Note that in Notebook 0430, we used a transformer model with continuous input. To adapt it to text input, we need to prepend it with an embedding layer. You can start out from the Embedding layer you created in Notebook 0409. Make the following changes:

Use dictionary inputs and outputs.
Implement the option to include fixed absolute positional encoding.

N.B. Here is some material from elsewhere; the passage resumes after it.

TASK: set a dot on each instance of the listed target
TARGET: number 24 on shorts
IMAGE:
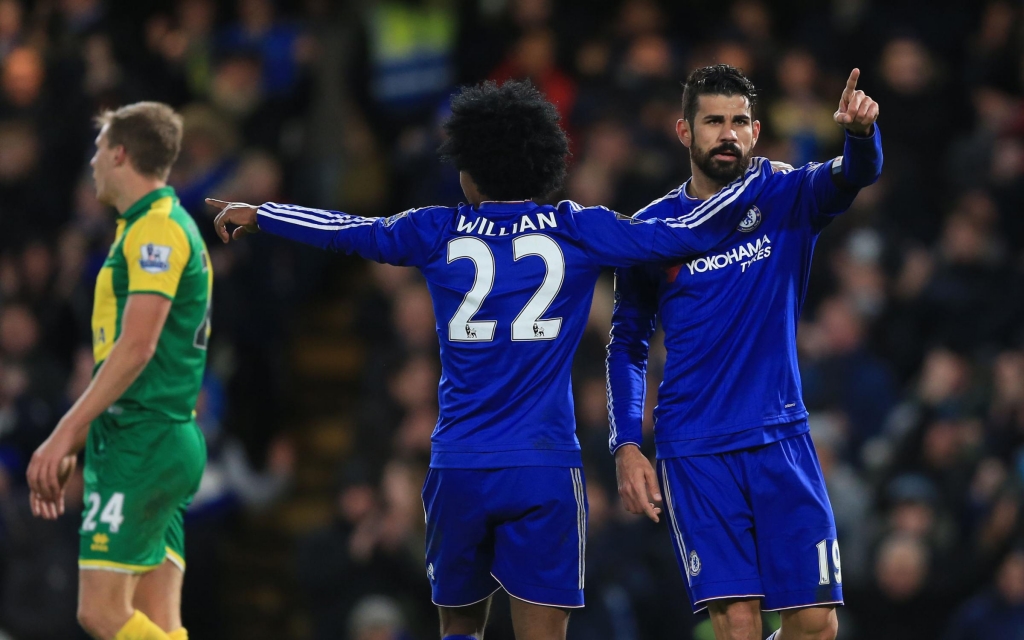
(111, 514)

class Embedding(torch.nn.Module):
    """
    Ensemble-ready embedding.

    Arguments
    ---------
    config : `dict`
        Configuration dictionary. Required key-value pairs:
        `"device"` : `str`
            The device to store parameters on.
        `"ensemble_shape"` : `tuple[int]`
            The shape of the ensemble of affine transformations
            the model represents.
    embedding_dim : `int`
        The number of embedding dimensions.
    vocabulary_size : `int`
        The number of vocabulary entries.
    positional_encoding : `bool`
        Whether to add positional encoding to the embedding,
        as described in the paper "Attention is All You Need".
        Default: `False`.

    Calling
    -------
    Instance calls require one positional argument:
    batch : `dict`
        The input data dictionary. Required key:
        `"token_ids"` : `torch.Tensor`
            Tensor of token IDs. It is required to be one of the following shapes:
            1. `ensemble_shape + batch_shape`
            2. `batch_shape`

        Upon a call, the model thinks we're in the first case
        if the first `len(ensemble_shape)` many entries of the
        shape of the input tensor is `ensemble_shape`.
"""

Load the dataset, just like in Homework 10.
Make a transformer as a sequential model of:
1. an embedding, with embedding dimension 32, and positional encoding
2. dropout
3. 2 transformer blocks (pairs of multi-head attention and feedforward blocks) with 4 attention heads.
4. mean pool
5. a linear layer, to map the 32 embedding dimensions to the number of classes in the dataset.
Train the model on the dataset, using train_supervised. Remember to set the keyword arguments out_features and target_key.